- + Cool car damage
- + Easy to pick up and play
- - Its emphasis on killing innocent civilians will divide players
Want to look beyond the score? Check out the full review below…
Start Replay: “Worth The Ride?”
*This review of Carmageddon: Max Damage was written before the terror attack in Nice, France, in which 84 people were killed by a speeding truck. Whilst I have delayed the posting of this review, I feel compelled to say that I have nothing but absolute disgust for what happened. I must urge you to read on with caution, as its theme is rather upsetting given the recent tragedy.
When I was a kid, the Carmageddon series caught my eye in my local Blockbusters – remember them? As I stood there in the queue with my dad, my eyes were drawn to an N64 box with the face of a crazy man gripping the steering wheel of a car. On further inspection I saw screenshots of cars running over pedestrians.
Alongside the fact it was rated 18, it looked every bit ‘out of bounds’ to a 9 year old such as myself, and the rumours of it being banned in certain countries made it even more alluring to play. Skip forward 16 years and I’m gripping the steering wheel with my own hands.
After spending a lengthy amount of time with Carmageddon’s latest incarnation I feel split in two. It features retro gameplay with a focus on mindless destruction, and whilst my few memories of the original hold anticipation for a then-forbidden game, reality has ended up blurring my excitement.
Its gameplay is pretty simple; drive fast, run over helpless people and destroy any opponent in your path. There’s a campaign present for those playing offline and each mission has its own specific objectives, but head online and you can decide how to battle against friends. Freeplay is also present, should you decide to go on a complete bender without objectives. Over 30 cars are available to ride, and each one has its own personality and character behind the wheel.

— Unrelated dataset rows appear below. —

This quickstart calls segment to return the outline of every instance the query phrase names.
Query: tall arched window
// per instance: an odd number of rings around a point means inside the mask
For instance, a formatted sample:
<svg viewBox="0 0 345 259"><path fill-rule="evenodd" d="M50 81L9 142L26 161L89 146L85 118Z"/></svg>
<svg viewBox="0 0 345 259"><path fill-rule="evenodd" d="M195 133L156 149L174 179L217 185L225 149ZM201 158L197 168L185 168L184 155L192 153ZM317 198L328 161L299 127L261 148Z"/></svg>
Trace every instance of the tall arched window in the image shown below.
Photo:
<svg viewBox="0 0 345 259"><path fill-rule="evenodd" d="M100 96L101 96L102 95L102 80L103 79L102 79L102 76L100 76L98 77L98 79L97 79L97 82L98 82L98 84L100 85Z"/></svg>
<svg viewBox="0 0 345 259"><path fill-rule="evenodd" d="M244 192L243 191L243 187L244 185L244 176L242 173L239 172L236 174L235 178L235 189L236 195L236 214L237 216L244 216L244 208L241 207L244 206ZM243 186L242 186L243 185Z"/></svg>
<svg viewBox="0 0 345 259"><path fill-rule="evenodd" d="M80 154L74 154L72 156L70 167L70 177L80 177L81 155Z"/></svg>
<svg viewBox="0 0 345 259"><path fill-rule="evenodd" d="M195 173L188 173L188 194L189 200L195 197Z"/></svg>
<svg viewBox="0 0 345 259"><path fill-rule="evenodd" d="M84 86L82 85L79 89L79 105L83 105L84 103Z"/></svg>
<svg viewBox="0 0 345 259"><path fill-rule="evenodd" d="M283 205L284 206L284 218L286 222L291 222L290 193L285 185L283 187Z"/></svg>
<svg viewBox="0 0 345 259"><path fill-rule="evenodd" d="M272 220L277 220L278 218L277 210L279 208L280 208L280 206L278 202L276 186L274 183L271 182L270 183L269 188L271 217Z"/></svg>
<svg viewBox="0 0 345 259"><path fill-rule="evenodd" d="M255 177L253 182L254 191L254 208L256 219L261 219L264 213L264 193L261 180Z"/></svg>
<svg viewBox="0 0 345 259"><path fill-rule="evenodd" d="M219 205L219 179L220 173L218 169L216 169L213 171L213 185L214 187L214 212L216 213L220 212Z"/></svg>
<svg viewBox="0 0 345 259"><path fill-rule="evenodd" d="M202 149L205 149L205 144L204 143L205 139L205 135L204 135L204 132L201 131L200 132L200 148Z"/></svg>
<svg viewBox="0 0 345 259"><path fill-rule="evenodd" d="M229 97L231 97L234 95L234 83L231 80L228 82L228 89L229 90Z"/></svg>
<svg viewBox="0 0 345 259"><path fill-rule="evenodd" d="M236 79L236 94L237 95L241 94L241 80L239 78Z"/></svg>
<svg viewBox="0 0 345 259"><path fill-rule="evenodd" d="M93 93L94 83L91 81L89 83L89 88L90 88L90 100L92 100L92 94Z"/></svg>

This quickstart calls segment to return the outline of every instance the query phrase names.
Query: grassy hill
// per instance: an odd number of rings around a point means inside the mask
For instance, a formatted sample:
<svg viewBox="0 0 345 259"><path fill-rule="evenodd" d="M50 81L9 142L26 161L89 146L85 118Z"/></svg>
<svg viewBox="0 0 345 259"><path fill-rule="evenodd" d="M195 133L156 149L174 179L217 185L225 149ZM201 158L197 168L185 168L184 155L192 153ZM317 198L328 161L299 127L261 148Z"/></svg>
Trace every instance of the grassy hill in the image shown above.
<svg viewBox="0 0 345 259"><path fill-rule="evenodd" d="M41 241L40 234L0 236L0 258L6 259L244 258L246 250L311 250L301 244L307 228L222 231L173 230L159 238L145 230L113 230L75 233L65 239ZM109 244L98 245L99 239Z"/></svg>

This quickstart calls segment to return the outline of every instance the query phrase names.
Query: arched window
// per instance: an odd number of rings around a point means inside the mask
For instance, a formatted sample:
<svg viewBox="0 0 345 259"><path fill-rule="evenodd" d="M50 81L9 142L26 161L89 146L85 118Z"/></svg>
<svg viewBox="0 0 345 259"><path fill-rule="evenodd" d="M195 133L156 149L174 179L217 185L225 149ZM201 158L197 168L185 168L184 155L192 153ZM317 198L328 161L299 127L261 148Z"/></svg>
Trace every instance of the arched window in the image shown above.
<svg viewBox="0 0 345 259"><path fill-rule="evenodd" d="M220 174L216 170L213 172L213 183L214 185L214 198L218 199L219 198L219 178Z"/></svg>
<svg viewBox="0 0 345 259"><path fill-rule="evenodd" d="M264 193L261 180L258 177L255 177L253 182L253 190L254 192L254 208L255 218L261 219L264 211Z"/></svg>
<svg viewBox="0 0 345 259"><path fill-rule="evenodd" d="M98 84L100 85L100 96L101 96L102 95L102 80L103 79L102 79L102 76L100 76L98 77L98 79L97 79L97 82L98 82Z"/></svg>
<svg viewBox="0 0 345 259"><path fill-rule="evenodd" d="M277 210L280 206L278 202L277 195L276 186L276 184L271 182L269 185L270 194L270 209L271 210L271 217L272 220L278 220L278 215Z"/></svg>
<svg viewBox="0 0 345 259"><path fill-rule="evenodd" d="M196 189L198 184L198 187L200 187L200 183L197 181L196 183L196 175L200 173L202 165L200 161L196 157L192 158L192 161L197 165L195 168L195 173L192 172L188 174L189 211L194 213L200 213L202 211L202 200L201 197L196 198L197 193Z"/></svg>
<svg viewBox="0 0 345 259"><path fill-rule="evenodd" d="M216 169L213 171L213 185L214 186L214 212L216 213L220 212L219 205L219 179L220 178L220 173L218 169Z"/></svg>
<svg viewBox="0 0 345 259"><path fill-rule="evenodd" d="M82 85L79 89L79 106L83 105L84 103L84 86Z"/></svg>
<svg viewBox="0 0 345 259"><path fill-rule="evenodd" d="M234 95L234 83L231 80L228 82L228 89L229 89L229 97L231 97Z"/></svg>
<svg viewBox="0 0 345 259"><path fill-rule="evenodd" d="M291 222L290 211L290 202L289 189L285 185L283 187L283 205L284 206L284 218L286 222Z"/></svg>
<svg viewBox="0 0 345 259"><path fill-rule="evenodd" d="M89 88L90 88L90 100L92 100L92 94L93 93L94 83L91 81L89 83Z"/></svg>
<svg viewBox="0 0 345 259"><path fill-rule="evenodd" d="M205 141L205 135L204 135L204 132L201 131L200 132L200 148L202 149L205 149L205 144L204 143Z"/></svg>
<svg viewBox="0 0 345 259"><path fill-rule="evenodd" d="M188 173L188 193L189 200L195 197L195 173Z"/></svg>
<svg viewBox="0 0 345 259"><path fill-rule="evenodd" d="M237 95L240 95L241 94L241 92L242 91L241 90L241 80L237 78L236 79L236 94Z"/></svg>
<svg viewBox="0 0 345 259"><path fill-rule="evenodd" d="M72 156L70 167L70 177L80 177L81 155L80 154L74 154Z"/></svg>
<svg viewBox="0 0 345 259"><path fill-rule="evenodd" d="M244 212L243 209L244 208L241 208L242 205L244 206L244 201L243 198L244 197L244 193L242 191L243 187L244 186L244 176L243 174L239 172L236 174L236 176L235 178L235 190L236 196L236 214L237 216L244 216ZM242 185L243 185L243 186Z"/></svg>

Whilst actual driving feels like controlling a brick on ice, it does have some stupid charm. Each level features power-ups which can be used to aid the protection of your vehicle, or increase the damage your capable of. Sometimes tearing around a map with no care for who or what is in front of you feels quite empowering.
Having said that, it’s hard to not feel divided about Carmageddon: Max Damage. On one hand it’s a game that still remains ‘forbidden’ to my inner-child. However, on the other, its blood-filled and carefree approach to mowing down civilians feels a bit wrong at times. You’re either going to mildly enjoy this, or completely hate it.